In Brazil, for example, companies include taxes (about 35%) in the final price of their products, which are ultimately paid for by the consumer, according to Febrafarma, the country's pharmaceutical industry association. As a result, the consumer does not know how much of what they are paying is tax-based and how much is for the actual product. To compare, the pharmaceutical tax rate is zero in Venezuela and Mexico and approximately 21% in Argentina.

"Such a change will bring benefits to patients, who will have access to medicines of better quality, since low prices won't be the most important criteria for government's acquisitions," says Mario Caetano, director of pharmaceutical consulting at Visanco (Brasilia), a third-party pharmaceutical quality service provider. "Additionally, public companies will benefit from the change in official purchase procedures, aimed at ensuring broader guarantees for prequalified companies, working under strict quality controls."
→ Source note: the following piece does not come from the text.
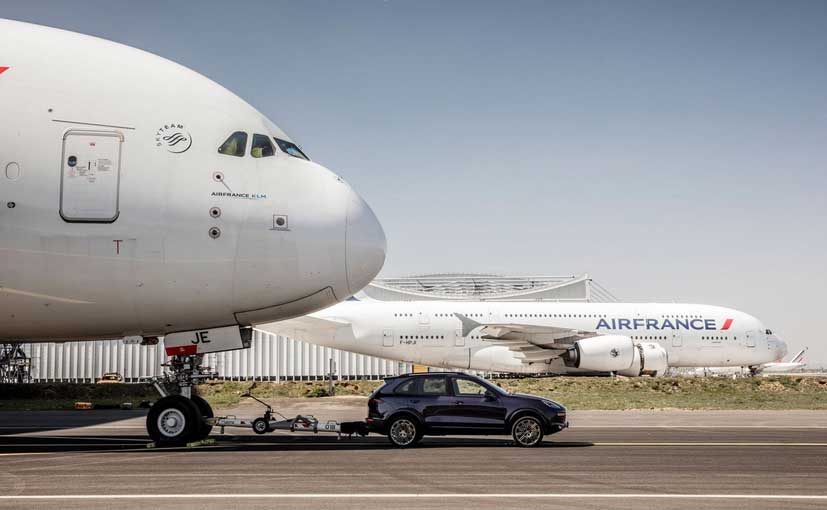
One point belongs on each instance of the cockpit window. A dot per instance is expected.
(262, 147)
(235, 144)
(291, 148)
Another pharmaceutical-product pricing issue is pending in the country's Supreme Court. The court is deciding whether guidelines should be set to allow public financing of high-cost medicines. The country's constitution states that, "Health is a right of all and a duty of the State and shall be guaranteed by means of social and economic policies aimed at reducing the risk of illness and other hazards and at the universal and equal access to actions and services for its promotion, protection and recovery" (4). Many citizens have been using this clause to sue the Ministry of Health to be granted access to medications they cannot get in public hospitals. Currently, both over-the-counter and prescription drugs are provided free of charge in public hospitals, but the type and amount of items available is more limited than what may be available in a private drugstore, where consumers must pay for the products. The government, however, claims that patients can get medications of equivalent efficacy (i.e., lower-priced generic drugs) from their doctors.